The closing of the offering is expected to occur on December 5, 2018. In connection with the closing of the offering, the Company intends to file a Certificate of Designations (the “Certificate of Designations”) with the Secretary of State of the State of Delaware to create the Series B Preferred Stock and establish the preferences, limitations, and relative rights of the Series B Preferred Stock.
The following is a summary of certain rights, preferences and privileges of the Series B Preferred Stock.

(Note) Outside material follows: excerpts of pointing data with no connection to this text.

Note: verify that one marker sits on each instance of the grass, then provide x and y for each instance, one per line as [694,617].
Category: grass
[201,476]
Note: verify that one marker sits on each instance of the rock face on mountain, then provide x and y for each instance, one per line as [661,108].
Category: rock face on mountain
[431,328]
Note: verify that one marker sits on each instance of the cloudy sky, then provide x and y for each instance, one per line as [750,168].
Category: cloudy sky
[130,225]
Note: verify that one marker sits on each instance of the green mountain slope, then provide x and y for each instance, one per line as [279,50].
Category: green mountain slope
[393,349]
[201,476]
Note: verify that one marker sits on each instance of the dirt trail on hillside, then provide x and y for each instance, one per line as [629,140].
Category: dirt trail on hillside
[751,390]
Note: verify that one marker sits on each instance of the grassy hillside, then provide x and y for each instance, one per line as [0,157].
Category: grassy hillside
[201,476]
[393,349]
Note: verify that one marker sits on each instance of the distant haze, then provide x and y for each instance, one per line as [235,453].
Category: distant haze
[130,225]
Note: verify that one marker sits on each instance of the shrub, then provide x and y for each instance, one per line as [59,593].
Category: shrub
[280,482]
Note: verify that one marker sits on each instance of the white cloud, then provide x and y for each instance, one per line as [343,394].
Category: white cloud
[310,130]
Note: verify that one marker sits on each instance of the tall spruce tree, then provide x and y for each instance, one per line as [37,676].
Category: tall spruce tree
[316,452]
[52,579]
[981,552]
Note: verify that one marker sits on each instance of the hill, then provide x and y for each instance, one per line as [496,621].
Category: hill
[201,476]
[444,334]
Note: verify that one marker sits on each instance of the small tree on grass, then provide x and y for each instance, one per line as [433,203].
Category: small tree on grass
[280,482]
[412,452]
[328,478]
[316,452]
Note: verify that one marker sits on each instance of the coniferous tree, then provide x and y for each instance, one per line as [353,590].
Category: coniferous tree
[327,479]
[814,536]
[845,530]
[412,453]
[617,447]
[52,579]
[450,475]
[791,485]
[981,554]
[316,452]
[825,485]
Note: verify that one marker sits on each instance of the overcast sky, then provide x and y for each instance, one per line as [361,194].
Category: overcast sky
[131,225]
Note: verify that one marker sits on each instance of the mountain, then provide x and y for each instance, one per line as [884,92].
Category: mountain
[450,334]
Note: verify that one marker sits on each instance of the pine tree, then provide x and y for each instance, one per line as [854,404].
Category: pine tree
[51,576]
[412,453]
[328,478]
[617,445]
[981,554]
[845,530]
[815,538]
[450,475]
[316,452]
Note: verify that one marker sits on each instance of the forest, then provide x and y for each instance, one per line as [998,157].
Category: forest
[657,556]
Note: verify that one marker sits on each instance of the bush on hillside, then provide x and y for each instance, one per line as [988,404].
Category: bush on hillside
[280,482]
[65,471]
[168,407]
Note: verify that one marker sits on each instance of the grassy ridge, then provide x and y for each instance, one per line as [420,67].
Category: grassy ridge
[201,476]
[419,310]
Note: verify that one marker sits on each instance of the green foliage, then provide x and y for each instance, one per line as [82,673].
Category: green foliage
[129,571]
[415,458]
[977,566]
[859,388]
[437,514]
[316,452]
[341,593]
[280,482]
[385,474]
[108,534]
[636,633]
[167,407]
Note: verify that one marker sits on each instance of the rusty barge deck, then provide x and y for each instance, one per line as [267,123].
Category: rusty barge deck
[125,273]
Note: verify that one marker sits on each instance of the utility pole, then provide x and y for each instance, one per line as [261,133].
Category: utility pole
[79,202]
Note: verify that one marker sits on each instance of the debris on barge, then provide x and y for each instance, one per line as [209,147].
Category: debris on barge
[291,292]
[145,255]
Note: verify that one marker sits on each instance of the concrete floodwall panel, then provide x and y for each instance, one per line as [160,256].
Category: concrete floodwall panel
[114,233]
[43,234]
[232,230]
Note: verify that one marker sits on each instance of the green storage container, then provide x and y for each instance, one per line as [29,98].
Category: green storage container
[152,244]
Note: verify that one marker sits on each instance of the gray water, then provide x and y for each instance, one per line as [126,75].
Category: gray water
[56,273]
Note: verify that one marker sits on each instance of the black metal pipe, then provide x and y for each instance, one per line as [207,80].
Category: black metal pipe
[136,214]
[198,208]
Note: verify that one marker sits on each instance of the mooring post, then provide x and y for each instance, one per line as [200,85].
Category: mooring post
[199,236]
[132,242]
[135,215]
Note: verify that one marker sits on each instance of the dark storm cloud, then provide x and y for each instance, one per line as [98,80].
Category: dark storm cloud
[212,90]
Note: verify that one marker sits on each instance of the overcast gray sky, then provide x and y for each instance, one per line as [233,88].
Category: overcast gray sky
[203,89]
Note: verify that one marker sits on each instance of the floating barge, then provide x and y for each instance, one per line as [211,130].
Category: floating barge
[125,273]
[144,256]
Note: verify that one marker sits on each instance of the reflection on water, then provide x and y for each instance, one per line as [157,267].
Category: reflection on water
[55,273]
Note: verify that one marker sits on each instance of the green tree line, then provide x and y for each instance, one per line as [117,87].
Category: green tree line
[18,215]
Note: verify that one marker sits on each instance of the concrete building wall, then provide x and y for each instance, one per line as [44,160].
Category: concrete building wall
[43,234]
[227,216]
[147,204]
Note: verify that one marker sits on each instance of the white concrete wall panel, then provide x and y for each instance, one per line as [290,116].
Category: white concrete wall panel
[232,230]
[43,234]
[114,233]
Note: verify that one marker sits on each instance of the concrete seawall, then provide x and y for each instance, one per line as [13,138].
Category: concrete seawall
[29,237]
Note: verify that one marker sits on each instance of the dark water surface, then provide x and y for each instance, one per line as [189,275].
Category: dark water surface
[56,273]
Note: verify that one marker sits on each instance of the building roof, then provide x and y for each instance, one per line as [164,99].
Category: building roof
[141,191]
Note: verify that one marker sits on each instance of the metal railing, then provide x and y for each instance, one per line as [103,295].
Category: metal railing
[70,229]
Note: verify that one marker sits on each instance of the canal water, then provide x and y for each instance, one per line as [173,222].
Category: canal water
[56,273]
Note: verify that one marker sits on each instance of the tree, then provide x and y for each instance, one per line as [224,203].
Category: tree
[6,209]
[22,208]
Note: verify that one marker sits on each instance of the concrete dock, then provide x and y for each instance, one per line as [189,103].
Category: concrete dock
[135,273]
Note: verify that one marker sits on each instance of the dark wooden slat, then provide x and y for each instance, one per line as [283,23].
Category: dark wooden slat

The Series B Preferred Stock ranks senior to the Company’s common stock and to any other class or series of equity securities established after the original issue date of the Series B Preferred Stock that is not expressly made senior to, or on a parity with, the Series B Preferred Stock as to the payment of dividends and amounts payable on a liquidation event. The Series B Preferred Stock ranks on a parity with the Company’s 5.650% Series A Fixed-Rate Reset Cumulative Redeemable Perpetual Preferred Stock, liquidation preference $1,000 per share, and any other class or series of equity securities established after the original issue date of the Series B Preferred Stock that is not expressly made senior or subordinated to the Series B Preferred Stock as to the payment of dividends and amounts payable on a liquidation event. The Series B Preferred Stock ranks junior to any class or series of equity securities established after the original issue date of the Series B Preferred Stock that is expressly made senior to the Series B Preferred Stock as to the payment of dividends and amounts payable on a liquidation event and junior to all of the Company’s existing and future indebtedness and other liabilities with respect to assets available to satisfy claims against the Company.